Ist das Verbreiten und Teilen verbotener Inhalte immer strafbar?

Hier muss differenziert werden. Wer strafbare WhatsApp-Inhalte in einem Privatchat an nur eine oder sehr wenige ihm bekannte Personen sendet, bleibt meist straffrei, wenn das Material nicht mit der Absicht der Weiterverbreitung versendet wurde. Das Versenden an eine Person kann aber genügen, wenn ihr die Vorstellung zugrundeliegt, dass der Gegenstand weiteren Personen zugänglich gemacht wird (sog .Kettenverbreitung, BGHSt 19, 63, 71).

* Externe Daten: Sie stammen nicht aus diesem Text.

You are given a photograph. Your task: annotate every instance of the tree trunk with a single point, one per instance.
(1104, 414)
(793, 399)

Das Verbreiten verbotener Inhalte in (großen) Gruppenchats zieht hingegen schnell eine Strafbarkeit nach sich (gegebenenfalls auch das Empfangen). Unter Verbreiten versteht man allgemein das Zugänglichmachen eines Inhalts an einen großen Personenkreis.

Welche Strafen drohen?

Kinder unter 14 Jahren sind nach § 19 StGB grundsätzlich schuldunfähig und können für ihre Taten strafrechtlich nicht belangt werden.

Jugendliche zwischen 14 und 17 Jahren werden nach dem Jugendgerichtsgesetz individuell und nach persönlichem Reifegrad für begangene Straftaten zur Verantwortung gezogen.

Erwachsenden droht dahingegen gem. § 184b StGB bei Verbreitung, Erwerb und Besitz kinderpornographischer Inhalte eine Freiheitsstrafe von drei Monaten bis zu fünf Jahren. Bei einer Strafe von über 3 Monaten ist man vorbestraft; davon abgesehen zieht eine Verurteilung immer auch den Eintrag im erweiterten pol. Führungszeugnis nach sich.

Wie verhalte ich mich konkret, wenn ich verbotene Inhalte bekomme?

Grundsätzlich gibt es hier nur eine richtige Reaktion:

Löschen Sie die erhaltenen Inhalte sofort und leiten Sie sie keinesfalls weiter. Treten Sie aus der Gruppe aus und sperren Sie den Absender. Keinesfalls dürfen Sie solche Inhalte speichern. Je nachdem, um welche Art von verbotenem Inhalt es sich handelt, sollten Sie sogar eine Strafanzeige in Erwägung ziehen.

Dennoch kann es aber sein, dass Sie als Empfänger einer solchen Nachricht als Mitglied in einer Gruppe ins Visier der Ermittlungsbehörden geraten und ihr Mobiltelefon beschlagnahmt werden kann.

Spätestens jetzt sollten Sie einen Fachanwalt für Strafrecht aufsuchen und bevor Sie mit Ihrem Verteidiger gesprochen haben weder Angaben gegenüber den Ermittlungsbehörden machen noch den Code/Pin Ihres Mobiltelefons zum Entsperren herausgeben.

Warum Sie einen Strafverteidiger beauftragen sollten

Nur der Verteidiger kann mit der Staatsanwaltschaft und dem Gericht auf Augenhöhe verhandeln. Der Strafverteidiger wird auf die Einhaltung Ihrer Rechte bestehen. Hierbei geht es insbesondere um Fragen, ob und wie der Inhalt in Ihren Besitz gelangt ist, um die Fragen der Fahrlässigkeit usw. Gegebenenfalls kann erreicht werden, dass das Verfahren z.B. wegen Geringfügigkeit mit oder ohne Auflage eingestellt wird.